De Amerikaanse cognitiewetenschapper Marvin Minsky, een van de pioniers van de artificiële intelligentie, bouwde in de jaren tachtig een computer met een hand die kon bewegen. De computerkunde stond nog in de kinderschoenen, maar Minsky’s hand liet zien dat er revoluties op komst waren. Ook de menselijke geest zou met de computer kunnen fuseren, stelde de Amerikaanse denker Daniel Dennett een paar jaar later. Op termijn zouden we onze geest kunnen uploaden op een computer. Het klonk als een onmogelijkheid, want kunnen computers überhaupt wel denken? Dennett dacht van wel. Marvin Minsky dacht van niet, maar zag dat niet als een belemmering voor een fusie: ‘Natuurlijk kan geen computer concrete dingen – zelfs geen getal – werkelijk begrijpen als hij dat op een specifieke wijze moet doen. Maar dat kan een kind of een filosoof ook niet.’ Computers kunnen niet denken, maar mensen zijn er eigenlijk ook niet zo goed in. Dat gaat dus prima samen.

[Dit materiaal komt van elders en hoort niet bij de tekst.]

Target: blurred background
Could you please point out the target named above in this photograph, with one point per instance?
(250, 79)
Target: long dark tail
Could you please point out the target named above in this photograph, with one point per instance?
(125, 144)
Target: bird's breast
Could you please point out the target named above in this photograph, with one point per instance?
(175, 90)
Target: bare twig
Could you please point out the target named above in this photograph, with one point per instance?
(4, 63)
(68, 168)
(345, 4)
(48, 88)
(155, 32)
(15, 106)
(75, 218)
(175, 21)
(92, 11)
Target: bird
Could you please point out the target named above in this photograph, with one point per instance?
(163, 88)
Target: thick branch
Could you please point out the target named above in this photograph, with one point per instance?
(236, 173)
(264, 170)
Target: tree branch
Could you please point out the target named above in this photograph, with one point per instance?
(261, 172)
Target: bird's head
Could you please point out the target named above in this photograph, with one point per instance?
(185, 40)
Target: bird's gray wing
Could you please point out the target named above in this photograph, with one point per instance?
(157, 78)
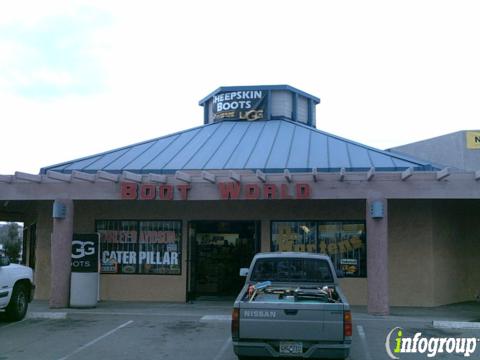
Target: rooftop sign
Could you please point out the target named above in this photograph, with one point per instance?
(239, 105)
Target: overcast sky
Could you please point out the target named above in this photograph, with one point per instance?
(82, 77)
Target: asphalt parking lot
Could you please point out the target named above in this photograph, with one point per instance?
(193, 331)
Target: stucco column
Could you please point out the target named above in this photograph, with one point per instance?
(377, 256)
(61, 253)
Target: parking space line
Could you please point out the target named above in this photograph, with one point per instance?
(223, 349)
(96, 340)
(11, 324)
(363, 337)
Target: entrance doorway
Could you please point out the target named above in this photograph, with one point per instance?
(217, 251)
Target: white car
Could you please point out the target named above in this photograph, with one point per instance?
(16, 289)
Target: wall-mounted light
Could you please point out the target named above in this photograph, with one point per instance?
(59, 210)
(377, 210)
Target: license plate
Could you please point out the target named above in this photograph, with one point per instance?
(291, 347)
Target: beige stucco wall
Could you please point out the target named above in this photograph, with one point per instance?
(410, 253)
(456, 251)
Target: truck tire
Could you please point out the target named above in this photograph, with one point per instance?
(18, 305)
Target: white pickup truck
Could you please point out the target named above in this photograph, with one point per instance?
(16, 289)
(291, 306)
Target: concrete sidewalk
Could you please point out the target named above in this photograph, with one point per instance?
(464, 312)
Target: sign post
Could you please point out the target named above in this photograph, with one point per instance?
(84, 284)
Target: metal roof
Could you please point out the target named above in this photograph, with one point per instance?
(270, 146)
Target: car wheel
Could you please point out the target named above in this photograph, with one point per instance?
(17, 307)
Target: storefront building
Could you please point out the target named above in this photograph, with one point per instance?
(180, 214)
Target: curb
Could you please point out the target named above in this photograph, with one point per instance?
(47, 315)
(455, 325)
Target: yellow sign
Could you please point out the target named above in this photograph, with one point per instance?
(473, 139)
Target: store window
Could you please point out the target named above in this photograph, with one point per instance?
(140, 247)
(343, 241)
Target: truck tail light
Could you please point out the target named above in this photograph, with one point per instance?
(235, 323)
(347, 323)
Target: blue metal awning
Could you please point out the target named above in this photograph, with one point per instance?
(270, 146)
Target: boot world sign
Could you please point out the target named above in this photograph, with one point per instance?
(224, 191)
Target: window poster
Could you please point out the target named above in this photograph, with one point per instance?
(343, 241)
(140, 247)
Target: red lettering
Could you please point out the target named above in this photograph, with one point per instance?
(165, 192)
(229, 190)
(128, 191)
(284, 192)
(147, 192)
(252, 192)
(303, 191)
(183, 191)
(269, 191)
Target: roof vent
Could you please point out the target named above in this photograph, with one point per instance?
(253, 103)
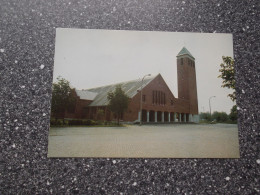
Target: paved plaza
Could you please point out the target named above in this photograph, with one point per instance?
(148, 141)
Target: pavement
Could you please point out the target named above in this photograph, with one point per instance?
(147, 141)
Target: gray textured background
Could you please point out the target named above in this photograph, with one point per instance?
(27, 41)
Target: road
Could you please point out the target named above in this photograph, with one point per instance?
(148, 141)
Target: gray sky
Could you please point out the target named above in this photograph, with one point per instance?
(93, 58)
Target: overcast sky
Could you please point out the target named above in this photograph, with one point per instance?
(93, 58)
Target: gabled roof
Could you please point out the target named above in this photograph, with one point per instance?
(129, 87)
(85, 94)
(184, 51)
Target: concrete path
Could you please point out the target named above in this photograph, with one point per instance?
(149, 141)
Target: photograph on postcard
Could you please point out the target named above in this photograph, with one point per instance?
(143, 94)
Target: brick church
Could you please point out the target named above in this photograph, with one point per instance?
(158, 102)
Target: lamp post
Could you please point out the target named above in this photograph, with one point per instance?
(210, 105)
(141, 101)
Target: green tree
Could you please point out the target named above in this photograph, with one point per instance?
(220, 116)
(228, 75)
(118, 102)
(206, 116)
(62, 98)
(233, 113)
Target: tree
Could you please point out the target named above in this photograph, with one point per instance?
(62, 98)
(228, 75)
(118, 102)
(205, 115)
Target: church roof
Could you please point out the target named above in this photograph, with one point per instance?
(184, 51)
(129, 87)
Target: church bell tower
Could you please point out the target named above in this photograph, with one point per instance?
(187, 85)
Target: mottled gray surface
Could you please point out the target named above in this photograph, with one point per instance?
(27, 40)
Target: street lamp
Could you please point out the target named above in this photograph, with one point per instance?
(209, 104)
(141, 101)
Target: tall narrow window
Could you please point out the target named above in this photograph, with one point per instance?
(153, 97)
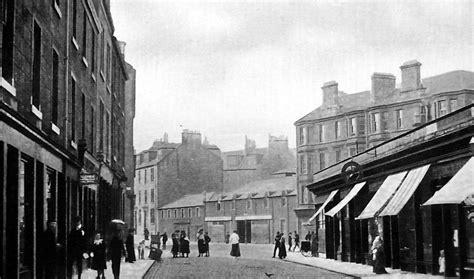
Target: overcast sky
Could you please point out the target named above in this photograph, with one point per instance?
(231, 69)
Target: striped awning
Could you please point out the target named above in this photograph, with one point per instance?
(405, 192)
(460, 187)
(330, 197)
(383, 195)
(346, 199)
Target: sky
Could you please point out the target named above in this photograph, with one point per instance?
(231, 69)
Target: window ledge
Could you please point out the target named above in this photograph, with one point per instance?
(84, 61)
(8, 87)
(73, 144)
(57, 9)
(36, 112)
(74, 42)
(55, 129)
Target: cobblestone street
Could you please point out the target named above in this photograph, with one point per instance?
(256, 262)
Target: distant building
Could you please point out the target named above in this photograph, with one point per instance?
(252, 163)
(168, 171)
(257, 210)
(347, 124)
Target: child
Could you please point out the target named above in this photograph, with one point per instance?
(141, 249)
(441, 262)
(98, 255)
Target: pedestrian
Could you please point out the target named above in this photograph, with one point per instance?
(130, 244)
(290, 242)
(98, 255)
(175, 247)
(184, 244)
(141, 249)
(227, 236)
(378, 255)
(49, 251)
(277, 243)
(282, 250)
(77, 244)
(146, 233)
(116, 250)
(201, 247)
(207, 239)
(234, 241)
(297, 241)
(164, 239)
(441, 262)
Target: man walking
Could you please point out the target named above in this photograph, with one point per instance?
(277, 243)
(77, 248)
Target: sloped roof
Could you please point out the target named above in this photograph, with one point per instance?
(446, 82)
(189, 201)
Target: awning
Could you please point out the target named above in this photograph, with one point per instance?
(460, 187)
(346, 199)
(331, 196)
(385, 192)
(406, 190)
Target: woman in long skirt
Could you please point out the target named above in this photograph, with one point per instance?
(234, 241)
(282, 250)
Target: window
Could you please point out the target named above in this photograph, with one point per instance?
(152, 216)
(321, 133)
(453, 104)
(36, 98)
(303, 169)
(322, 160)
(375, 122)
(73, 109)
(440, 108)
(74, 18)
(83, 116)
(84, 35)
(338, 155)
(54, 93)
(8, 19)
(352, 126)
(399, 115)
(337, 129)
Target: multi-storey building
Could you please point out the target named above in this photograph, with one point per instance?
(257, 210)
(252, 163)
(167, 171)
(347, 124)
(62, 125)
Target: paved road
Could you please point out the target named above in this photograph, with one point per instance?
(256, 260)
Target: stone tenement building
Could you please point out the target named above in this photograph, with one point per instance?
(347, 124)
(62, 126)
(168, 171)
(250, 164)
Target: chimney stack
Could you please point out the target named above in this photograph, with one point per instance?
(330, 94)
(382, 85)
(411, 79)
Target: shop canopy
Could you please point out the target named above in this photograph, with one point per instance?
(330, 197)
(383, 195)
(346, 199)
(460, 187)
(406, 190)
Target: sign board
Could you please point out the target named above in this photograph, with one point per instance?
(88, 178)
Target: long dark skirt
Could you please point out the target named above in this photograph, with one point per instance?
(235, 252)
(379, 263)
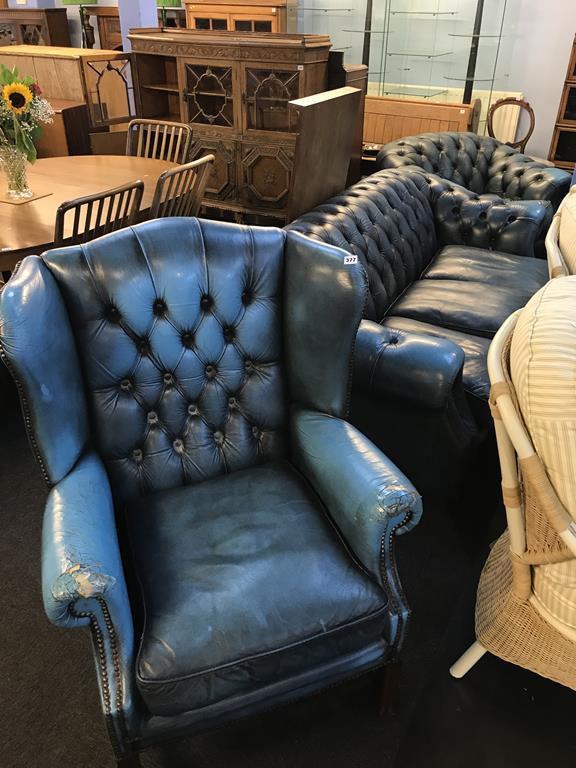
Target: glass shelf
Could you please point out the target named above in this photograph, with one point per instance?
(424, 13)
(406, 55)
(458, 34)
(474, 79)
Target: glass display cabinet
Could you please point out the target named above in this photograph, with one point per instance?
(450, 51)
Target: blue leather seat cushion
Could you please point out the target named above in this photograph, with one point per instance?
(466, 306)
(507, 270)
(245, 581)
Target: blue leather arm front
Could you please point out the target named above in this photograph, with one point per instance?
(83, 582)
(368, 497)
(422, 370)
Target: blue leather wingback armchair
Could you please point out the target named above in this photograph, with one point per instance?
(212, 517)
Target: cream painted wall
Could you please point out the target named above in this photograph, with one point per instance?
(543, 31)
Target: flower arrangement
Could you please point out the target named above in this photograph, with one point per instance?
(22, 112)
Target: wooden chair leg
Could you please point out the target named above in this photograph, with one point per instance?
(389, 687)
(132, 761)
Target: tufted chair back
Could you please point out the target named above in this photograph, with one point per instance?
(181, 328)
(387, 221)
(482, 164)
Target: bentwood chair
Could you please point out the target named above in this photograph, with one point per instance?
(159, 140)
(179, 191)
(526, 602)
(522, 106)
(212, 517)
(86, 218)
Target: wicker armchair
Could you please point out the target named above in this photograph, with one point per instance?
(526, 602)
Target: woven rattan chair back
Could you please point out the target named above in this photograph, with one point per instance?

Sinds deze eerste schermutselingen is het debat over de brein-computerfusie niet meer verstomd. De techniek heeft ook niet stilgestaan. De eerste brein-computerinterfaces zijn inmiddels een feit. Enkele gehandicapten kunnen hun rolstoel of hun exoskelet aansturen met bepaalde gedachten. Ze zijn met slechts een paar hersencellen gekoppeld aan een computer. Het Amerikaanse leger is al een flinke stap verder. Het maakte enkele weken geleden bekend dat het erin is geslaagd om een miljoen hersencellen van een mens te koppelen aan een computer. Klaarblijkelijk wil men de ledematen, die als een vertragende factor worden gezien, uit het oorlogsspel halen. Als het brein het kanon of het vliegtuig direct kan aansturen, dan levert dat een tactisch voordeel op.
De vermenging van mens en techniek is al eeuwen gaande, stelt de Amerikaanse filosofe Donna Haraway in A Manifesto for Cyborgs. Mensen hebben al lang prothesen: kunsttanden, gehoorapparaten, lenzen, pacemakers. We hebben al keramieken gewrichten in onze dijen, dus waarom niet ook een siliconenbrein in onze hersenen? Er wordt hooguit een nieuwe dimensie aan ons cyborgbestaan toegevoegd. En of je nou een medicijn of een nanorobot injecteert, dat maakt ook niet veel uit.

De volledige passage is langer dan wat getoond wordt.